A Native American Aphrodisiac, and Other Facts About the Avocado’s History
The avocado, or ahuacate as it was known, has been a cherished fruit in Mexico and South America since 500 B.C.E. But it wasn’t guacamole that made the fruit so popular back then; shaped like a particular organ of the body, the avocado was believed to be an aphrodisiac capable of improving sexual prowess. According to *Whats Cooking America, some cultures shied away from consuming the fruit in public, fearing promiscuous accusations. It wasn’t until around the 16th century that Europeans discovered the tough-skinned fruit. In one of his writings detailing some of the first experiences with Native American cultures, Martin Fernandez de Encisco describes the avocado’s unique, buttery texture and nutty flavor. As *Index Fresh writes, Sir Hans Sloan, a naturalist, was the first person to refer to the fruit as an “avocado,” though it wouldn’t become the fruit’s official name until much later. The avocado continued to grow in use and popularity as more settlers came to the Americas. At one point, the fruit was considered a favorite among sailors as a spread over bread and biscuits. But in the 1900s, American agriculturalists began pursuing means of expanding its marketability and popularity.
From Ahuacate to Avocado
A group of Los Angeles farmers changed how the avocado was used, distributed and even called in 1915. First, they decided to change the name because Native American words were hard to pronounce. According to *NPR, the group also aimed to debunk the avocado’s “aphrodisiac” status. They started the California Avocado Association with the aim of distributing the fruit across the country. Today, almost all avocados grown in America come from California. Avocados’ taste and culinary versatility made them a quick success across the states and, eventually, the rest of the world. Their history would expand beyond that of just a native culture’s cuisine and would become a classic ingredient in American dishes. The fruit’s nutrition and health benefits also made it a popular food of choice for those looking to richen their diets.

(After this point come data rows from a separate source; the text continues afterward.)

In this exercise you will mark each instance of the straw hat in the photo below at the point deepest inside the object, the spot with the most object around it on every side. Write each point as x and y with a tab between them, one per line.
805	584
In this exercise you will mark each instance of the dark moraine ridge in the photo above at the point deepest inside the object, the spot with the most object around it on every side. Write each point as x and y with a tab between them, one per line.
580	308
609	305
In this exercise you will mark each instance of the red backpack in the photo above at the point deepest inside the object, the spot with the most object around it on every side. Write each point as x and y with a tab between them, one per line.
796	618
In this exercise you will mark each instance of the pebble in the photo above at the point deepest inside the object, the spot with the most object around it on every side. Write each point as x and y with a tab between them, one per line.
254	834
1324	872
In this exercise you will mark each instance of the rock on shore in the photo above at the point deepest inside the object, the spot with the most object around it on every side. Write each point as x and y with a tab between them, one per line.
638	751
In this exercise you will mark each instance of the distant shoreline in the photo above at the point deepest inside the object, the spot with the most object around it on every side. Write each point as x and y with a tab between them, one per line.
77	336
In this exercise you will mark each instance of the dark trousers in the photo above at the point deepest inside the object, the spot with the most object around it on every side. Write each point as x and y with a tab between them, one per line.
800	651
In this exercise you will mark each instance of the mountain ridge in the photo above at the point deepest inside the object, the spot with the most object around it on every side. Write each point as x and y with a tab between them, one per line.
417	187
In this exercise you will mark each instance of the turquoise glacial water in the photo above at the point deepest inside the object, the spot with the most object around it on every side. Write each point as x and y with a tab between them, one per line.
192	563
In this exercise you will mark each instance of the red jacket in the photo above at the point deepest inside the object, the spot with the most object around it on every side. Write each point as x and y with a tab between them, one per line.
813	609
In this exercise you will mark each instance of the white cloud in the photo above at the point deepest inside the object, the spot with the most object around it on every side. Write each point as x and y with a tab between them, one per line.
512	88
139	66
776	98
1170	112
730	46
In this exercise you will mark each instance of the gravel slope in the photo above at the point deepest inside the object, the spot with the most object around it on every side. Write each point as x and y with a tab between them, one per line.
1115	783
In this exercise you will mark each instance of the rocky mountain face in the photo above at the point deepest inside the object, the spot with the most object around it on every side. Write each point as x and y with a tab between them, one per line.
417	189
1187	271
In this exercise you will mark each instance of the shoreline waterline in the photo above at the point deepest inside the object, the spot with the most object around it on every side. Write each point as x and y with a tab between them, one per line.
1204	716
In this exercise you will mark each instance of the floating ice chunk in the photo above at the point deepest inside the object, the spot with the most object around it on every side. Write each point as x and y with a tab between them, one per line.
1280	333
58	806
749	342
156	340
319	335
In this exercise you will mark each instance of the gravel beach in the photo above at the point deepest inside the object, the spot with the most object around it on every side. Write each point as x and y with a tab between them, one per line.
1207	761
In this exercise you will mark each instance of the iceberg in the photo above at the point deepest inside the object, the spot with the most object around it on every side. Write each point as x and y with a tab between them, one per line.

Traditional Vs. Organic Avocados
It seems ironic that the farming community refers to non-organic avocados as “traditional” considering these farming methods may involve pesticides and growing techniques that can dull the taste and healthiness of avocados. According to a recent study conducted by *The British Journal of Nutrition, it’s better to consume organic fruit as they tend to have higher concentrations of antioxidants and other minerals. This finding most certainly applies to avocados as they are known for being rich in antioxidants. Although their history stretches back more than a century, avocados have never been more popular. And that’s no surprise, considering their healthful qualities and delicious taste, which never fail to satisfy creative chefs and savvy dieters.